All the more remarkable, Dr. Nader's research has already produced clinical benefits. Nader and colleagues, including McGill University clinical psychologist Alain Brunet, have demonstrated that interrupted reconsolidation can be used to relieve the suffering of patients with chronic PTSD. The therapy involves administering a common blood pressure drug, propranolol, as a traumatic event is recounted.

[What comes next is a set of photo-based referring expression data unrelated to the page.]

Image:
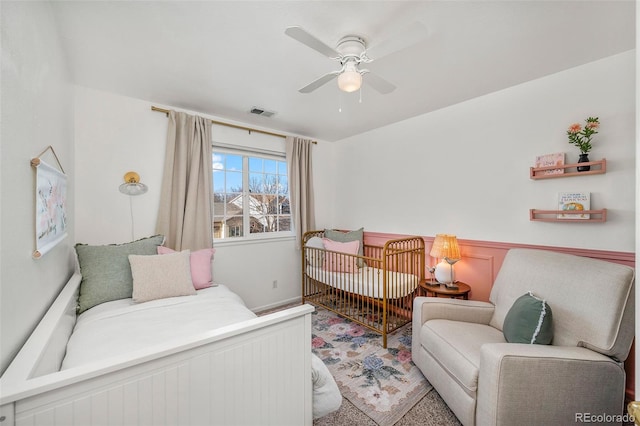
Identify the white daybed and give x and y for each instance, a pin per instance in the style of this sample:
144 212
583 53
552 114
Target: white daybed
257 371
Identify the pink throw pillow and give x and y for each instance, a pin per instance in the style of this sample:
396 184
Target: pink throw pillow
336 262
200 262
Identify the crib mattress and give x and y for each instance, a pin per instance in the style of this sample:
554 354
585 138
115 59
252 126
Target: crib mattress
367 281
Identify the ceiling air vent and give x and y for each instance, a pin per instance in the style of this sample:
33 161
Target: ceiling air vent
261 111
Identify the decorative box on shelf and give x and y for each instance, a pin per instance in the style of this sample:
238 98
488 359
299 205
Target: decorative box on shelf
597 167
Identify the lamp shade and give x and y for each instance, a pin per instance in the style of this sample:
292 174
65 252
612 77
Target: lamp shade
445 245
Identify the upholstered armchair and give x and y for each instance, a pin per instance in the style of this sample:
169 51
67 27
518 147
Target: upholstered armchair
588 311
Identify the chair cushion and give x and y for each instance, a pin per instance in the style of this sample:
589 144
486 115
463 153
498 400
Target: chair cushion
456 345
529 321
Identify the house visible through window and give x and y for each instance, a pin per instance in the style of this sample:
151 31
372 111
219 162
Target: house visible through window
250 194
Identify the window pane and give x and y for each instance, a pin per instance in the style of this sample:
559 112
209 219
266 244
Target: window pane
255 164
234 162
266 200
270 166
233 182
256 183
283 185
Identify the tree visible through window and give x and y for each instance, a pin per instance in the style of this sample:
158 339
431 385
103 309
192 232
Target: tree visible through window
250 194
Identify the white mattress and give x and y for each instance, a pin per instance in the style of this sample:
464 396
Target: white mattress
122 326
367 281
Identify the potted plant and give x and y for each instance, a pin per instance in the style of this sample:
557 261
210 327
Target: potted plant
581 137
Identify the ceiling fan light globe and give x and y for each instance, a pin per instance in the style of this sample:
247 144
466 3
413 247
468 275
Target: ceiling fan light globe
349 81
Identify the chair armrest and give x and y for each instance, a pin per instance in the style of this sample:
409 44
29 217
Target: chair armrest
546 384
427 308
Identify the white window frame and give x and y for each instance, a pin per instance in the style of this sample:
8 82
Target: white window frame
246 216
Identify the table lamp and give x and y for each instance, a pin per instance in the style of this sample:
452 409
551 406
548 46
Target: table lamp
445 247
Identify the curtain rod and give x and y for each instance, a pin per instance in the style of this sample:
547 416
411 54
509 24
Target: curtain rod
235 126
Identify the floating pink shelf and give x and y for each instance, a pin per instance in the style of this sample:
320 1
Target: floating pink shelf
597 168
552 216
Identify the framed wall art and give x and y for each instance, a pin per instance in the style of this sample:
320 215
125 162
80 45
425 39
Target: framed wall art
50 204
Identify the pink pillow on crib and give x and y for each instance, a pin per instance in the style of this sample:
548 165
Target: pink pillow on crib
200 261
336 262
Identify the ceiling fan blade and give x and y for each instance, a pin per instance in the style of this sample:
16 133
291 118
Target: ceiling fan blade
378 83
409 36
319 82
299 34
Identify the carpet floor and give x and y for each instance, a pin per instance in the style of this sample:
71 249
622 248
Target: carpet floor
431 410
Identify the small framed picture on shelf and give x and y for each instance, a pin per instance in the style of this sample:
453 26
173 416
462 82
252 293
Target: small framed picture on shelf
572 204
548 160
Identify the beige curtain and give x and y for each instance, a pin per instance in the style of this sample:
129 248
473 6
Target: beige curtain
298 152
185 216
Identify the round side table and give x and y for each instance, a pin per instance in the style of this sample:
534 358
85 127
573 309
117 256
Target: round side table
440 290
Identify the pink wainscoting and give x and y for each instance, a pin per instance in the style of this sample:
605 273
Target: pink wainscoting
481 261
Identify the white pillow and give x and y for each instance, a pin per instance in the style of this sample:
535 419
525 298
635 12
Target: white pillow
160 276
315 258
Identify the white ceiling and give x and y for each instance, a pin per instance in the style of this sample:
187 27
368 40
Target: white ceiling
223 57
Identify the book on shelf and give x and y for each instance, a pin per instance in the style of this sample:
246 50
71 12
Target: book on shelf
573 203
546 160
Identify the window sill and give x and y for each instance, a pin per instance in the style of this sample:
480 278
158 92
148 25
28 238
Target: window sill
219 242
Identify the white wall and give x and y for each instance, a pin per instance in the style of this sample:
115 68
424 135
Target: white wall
115 134
465 169
37 112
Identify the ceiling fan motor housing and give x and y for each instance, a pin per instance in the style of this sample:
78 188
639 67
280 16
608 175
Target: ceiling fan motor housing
351 47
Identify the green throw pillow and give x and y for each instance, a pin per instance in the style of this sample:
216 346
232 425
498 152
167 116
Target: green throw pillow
529 321
106 272
345 237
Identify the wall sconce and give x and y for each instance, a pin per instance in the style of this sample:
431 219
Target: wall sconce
445 247
132 185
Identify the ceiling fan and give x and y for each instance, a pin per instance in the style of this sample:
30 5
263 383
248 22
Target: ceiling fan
351 52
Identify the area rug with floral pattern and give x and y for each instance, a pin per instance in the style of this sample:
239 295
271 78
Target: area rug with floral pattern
383 383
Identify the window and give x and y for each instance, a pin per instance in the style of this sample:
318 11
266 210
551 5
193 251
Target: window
250 194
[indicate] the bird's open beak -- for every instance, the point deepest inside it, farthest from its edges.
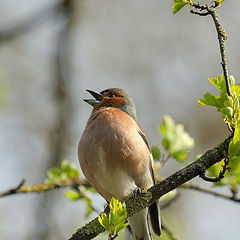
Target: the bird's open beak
(98, 97)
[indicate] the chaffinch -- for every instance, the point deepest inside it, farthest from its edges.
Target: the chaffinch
(115, 157)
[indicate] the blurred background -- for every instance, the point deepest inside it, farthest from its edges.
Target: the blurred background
(51, 51)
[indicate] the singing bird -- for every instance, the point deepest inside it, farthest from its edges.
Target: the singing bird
(115, 158)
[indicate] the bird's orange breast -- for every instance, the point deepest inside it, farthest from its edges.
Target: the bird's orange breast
(111, 151)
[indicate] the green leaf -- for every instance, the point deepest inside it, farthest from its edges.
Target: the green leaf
(209, 99)
(179, 4)
(175, 140)
(89, 206)
(168, 196)
(73, 195)
(53, 174)
(115, 222)
(235, 166)
(155, 153)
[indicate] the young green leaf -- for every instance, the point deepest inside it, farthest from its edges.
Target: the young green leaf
(73, 195)
(179, 4)
(156, 153)
(116, 220)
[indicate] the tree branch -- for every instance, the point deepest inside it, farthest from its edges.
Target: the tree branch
(145, 199)
(205, 10)
(44, 187)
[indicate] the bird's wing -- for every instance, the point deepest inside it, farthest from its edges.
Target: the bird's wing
(154, 209)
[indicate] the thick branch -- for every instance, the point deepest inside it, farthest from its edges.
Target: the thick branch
(207, 191)
(92, 229)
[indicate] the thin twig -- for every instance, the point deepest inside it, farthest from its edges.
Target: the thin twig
(13, 190)
(221, 173)
(169, 202)
(169, 232)
(214, 193)
(163, 162)
(205, 10)
(44, 187)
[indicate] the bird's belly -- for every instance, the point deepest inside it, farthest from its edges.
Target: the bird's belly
(110, 182)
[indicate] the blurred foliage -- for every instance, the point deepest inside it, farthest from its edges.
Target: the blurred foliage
(179, 4)
(66, 170)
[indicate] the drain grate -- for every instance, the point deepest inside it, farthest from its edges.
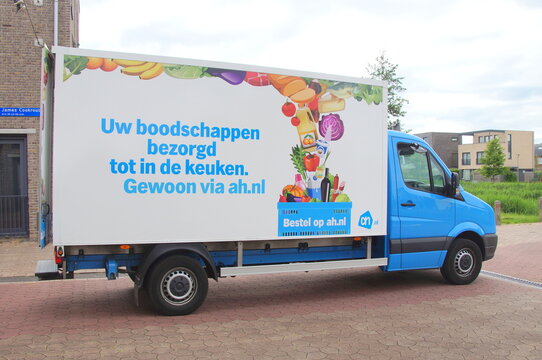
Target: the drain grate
(514, 279)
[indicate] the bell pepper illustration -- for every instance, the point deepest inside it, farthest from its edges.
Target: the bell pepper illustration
(311, 162)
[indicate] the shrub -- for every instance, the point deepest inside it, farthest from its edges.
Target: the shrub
(510, 176)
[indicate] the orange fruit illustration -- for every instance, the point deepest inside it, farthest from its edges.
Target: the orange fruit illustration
(94, 63)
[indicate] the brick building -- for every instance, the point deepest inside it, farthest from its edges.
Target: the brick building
(20, 71)
(445, 145)
(518, 149)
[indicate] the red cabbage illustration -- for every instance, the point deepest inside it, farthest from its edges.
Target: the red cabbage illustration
(334, 123)
(233, 77)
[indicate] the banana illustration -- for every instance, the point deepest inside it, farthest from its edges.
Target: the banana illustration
(125, 63)
(152, 72)
(138, 69)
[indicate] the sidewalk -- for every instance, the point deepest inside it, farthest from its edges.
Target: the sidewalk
(519, 254)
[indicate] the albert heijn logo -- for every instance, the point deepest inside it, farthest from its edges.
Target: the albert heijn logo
(366, 220)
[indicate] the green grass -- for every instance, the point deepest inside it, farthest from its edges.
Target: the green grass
(519, 201)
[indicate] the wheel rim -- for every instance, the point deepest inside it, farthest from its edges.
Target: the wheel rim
(179, 286)
(464, 262)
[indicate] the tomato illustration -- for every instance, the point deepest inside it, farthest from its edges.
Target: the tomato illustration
(288, 109)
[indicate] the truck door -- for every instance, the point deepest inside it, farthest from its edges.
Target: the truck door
(426, 212)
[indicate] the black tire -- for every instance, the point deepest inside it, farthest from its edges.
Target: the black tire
(177, 285)
(463, 262)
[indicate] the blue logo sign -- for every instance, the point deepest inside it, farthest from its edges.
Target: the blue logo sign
(366, 220)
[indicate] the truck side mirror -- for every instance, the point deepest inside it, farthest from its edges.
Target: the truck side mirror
(454, 184)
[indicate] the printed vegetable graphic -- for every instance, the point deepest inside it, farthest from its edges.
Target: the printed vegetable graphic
(297, 159)
(311, 162)
(293, 190)
(137, 70)
(257, 79)
(304, 96)
(288, 109)
(233, 77)
(334, 123)
(330, 103)
(153, 72)
(73, 65)
(184, 71)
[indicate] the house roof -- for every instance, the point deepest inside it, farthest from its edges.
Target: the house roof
(481, 131)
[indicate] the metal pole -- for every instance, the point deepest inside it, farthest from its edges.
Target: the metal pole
(55, 23)
(497, 208)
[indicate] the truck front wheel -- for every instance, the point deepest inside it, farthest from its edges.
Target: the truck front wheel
(177, 285)
(463, 262)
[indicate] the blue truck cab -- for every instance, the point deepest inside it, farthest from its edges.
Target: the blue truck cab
(432, 221)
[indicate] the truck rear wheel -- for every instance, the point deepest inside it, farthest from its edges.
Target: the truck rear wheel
(463, 262)
(177, 285)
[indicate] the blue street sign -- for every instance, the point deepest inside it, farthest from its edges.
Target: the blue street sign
(19, 111)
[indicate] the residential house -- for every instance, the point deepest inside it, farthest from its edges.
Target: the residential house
(20, 73)
(518, 148)
(445, 145)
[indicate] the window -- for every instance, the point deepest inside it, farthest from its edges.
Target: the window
(438, 177)
(466, 174)
(465, 159)
(509, 146)
(13, 188)
(479, 156)
(420, 170)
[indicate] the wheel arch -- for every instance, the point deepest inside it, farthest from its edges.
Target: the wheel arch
(477, 239)
(469, 231)
(197, 251)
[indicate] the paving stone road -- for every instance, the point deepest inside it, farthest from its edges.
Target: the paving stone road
(343, 314)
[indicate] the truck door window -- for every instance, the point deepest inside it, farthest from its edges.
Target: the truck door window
(420, 169)
(438, 177)
(414, 167)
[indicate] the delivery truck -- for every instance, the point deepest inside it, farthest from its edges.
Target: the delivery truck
(175, 171)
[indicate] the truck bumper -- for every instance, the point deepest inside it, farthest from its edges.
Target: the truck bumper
(490, 245)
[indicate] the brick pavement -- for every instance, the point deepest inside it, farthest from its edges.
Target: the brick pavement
(345, 314)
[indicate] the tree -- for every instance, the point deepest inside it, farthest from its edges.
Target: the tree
(493, 160)
(383, 69)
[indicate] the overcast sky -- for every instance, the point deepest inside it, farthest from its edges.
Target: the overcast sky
(467, 64)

The propranolol partially blocks the reconsolidation of the fear associated with the memory.

“The goal isn't to completely erase the memory,” says Dr. Nader. “We just want to turn down the intensity of the emotional component of the memory so that it's not overwhelming, and can then be treated with traditional forms of therapy.”

Since his initial findings, Dr. Nader has pursued a more specific understanding of the molecular basis of locking and unlocking memories.

“Until recently, no one had figured out how to test the neurobiology that shifts a memory from a locked state to an unlocked one,” he says.

His McGill lab group demonstrated that if a specific chemical pathways in neurons — the NMDA receptors — are chemically blocked, a memory cannot be unlocked.

As part of his Steacie research Dr. Nader will tease out another component of the memory mystery: the behavioural and chemical basis for whether fear memories are intertwined.

“We're trying to see what parameters cause the brain to store memories together, or separately. At present, there's no neurological data on this,” says Dr. Nader. “Clinically it's important to understand whether memories are stored as one or separately. This will enable us to predict if, when treating a particular traumatic memory, other related memories could be impaired.”